How does it handle the footnotes? I loved the book, but much of the richness was in the footnotes–it’d be a very different book without them.

Thrilled to hear that there’s going to be a miniseries of it, though. :smiley:

They are read as they come up. I’m really enjoying them. :slight_smile:

On the CD, at least, you have the option of skipping the footnotes if you wish. Or so I’ve been told.

That’s crazy! The footnotes are my favorite part.

(The same cannot be said of House of Leaves, where the entire footnote plot and handling just irked me.)
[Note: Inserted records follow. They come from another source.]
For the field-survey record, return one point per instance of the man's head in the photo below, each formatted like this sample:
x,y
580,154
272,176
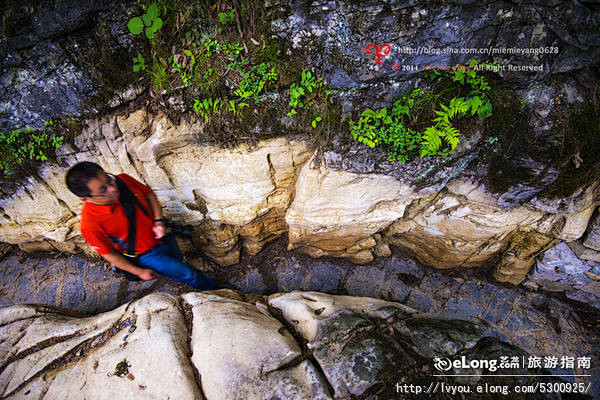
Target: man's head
x,y
89,181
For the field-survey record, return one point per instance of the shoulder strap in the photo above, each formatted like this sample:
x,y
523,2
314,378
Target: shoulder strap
x,y
129,201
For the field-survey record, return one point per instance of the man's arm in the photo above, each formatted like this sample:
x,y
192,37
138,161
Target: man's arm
x,y
159,227
121,262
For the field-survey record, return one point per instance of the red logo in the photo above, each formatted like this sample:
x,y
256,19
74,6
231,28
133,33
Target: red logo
x,y
379,52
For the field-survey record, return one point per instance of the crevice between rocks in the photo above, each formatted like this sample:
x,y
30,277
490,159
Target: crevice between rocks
x,y
76,353
188,318
307,353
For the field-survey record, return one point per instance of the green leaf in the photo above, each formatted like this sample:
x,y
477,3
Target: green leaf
x,y
156,25
135,25
147,20
153,11
485,110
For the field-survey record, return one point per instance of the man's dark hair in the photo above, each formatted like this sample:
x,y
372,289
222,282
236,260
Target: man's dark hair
x,y
79,175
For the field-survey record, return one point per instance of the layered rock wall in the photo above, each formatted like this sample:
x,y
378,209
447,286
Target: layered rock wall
x,y
243,197
221,345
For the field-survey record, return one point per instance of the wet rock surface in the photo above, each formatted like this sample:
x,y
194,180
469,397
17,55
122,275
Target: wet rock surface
x,y
57,56
539,323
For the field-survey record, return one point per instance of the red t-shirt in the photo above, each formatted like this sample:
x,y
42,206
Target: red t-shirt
x,y
100,222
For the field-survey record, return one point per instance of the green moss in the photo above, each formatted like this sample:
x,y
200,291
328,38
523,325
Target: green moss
x,y
510,141
578,153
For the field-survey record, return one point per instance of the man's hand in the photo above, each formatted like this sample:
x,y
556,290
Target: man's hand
x,y
159,229
146,275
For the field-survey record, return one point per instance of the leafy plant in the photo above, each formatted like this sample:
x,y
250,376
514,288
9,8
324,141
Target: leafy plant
x,y
139,63
19,145
441,137
150,22
254,81
236,110
207,107
159,76
178,67
227,18
301,94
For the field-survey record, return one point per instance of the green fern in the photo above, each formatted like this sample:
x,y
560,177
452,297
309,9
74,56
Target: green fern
x,y
441,138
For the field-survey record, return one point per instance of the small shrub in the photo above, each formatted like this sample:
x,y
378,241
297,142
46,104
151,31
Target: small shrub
x,y
150,22
18,146
394,132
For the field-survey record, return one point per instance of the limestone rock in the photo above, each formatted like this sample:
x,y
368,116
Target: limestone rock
x,y
592,239
240,351
337,212
223,345
54,356
584,252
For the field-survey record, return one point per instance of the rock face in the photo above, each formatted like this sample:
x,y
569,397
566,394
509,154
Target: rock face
x,y
350,202
234,197
246,196
56,56
218,345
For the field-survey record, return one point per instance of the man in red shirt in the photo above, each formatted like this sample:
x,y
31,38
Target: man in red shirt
x,y
105,226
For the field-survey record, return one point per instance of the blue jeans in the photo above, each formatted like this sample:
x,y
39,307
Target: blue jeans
x,y
165,259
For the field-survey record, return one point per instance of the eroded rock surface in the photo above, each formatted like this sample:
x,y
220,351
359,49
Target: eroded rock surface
x,y
222,345
245,197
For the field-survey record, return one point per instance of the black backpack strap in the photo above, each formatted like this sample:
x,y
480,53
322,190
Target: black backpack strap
x,y
129,201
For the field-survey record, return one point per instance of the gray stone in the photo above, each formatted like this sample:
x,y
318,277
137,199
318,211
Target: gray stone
x,y
250,282
354,356
365,281
592,238
584,252
434,336
420,301
325,277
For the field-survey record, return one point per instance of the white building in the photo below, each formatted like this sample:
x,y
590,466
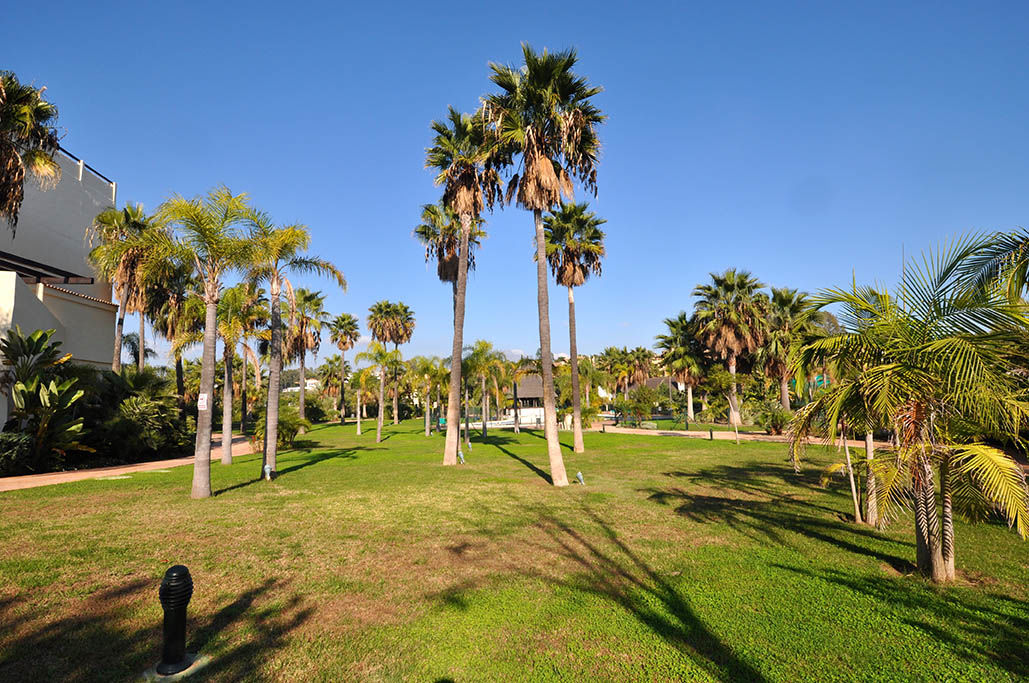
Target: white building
x,y
45,279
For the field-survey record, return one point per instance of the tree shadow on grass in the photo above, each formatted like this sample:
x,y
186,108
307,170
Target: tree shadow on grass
x,y
612,570
986,628
98,638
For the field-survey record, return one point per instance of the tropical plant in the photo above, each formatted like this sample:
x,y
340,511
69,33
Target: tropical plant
x,y
543,116
937,362
574,249
460,153
344,332
276,252
29,142
118,256
731,317
206,232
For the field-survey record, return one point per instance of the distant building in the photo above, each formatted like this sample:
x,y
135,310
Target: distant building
x,y
45,279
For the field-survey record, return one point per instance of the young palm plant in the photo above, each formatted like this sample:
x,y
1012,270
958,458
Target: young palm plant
x,y
344,332
28,142
543,116
574,249
936,362
276,252
461,154
207,232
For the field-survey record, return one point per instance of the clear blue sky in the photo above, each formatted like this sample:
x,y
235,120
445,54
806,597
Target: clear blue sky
x,y
800,141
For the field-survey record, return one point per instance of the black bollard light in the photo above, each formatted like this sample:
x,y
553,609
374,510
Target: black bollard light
x,y
176,589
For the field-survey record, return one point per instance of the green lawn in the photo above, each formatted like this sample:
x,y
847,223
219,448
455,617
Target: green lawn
x,y
680,560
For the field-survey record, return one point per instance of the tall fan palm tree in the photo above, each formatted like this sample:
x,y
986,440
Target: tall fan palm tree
x,y
117,256
460,153
28,143
937,361
307,317
789,317
383,359
207,232
439,232
344,332
681,354
544,117
276,252
574,249
731,314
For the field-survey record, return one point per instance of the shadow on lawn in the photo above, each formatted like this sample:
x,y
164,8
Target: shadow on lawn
x,y
99,640
987,628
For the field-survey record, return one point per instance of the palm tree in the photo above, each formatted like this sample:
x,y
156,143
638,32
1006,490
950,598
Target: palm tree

If you are absolutely panting for more footnotes when you finish Strange & Norrell, you might look at City of Saints and Madmen, by Jeff Vandermeer. The Hoegbotton Guide to the Early History of Ambergris uses them to good effect–the central conceit being that the author is a Serious Scholar who is rather annoyed at being asked/required to write a pamphlet for tourists, and he has therefore decided to put all of the most interesting material in the footnotes, which he knows the average reader will ignore. :stuck_out_tongue:

I’ve just started Consider the Fork: A History of How We Cook and Eat by Bee Wilson. It’s very interesting.

Although I actually finished the book, this was my feeling exactly. It was funny for a short while, but unlike Dickens, Clarke didn’t realize that you can’t just write the same comedy-of-errors gag on every one of the 900 pages in the book.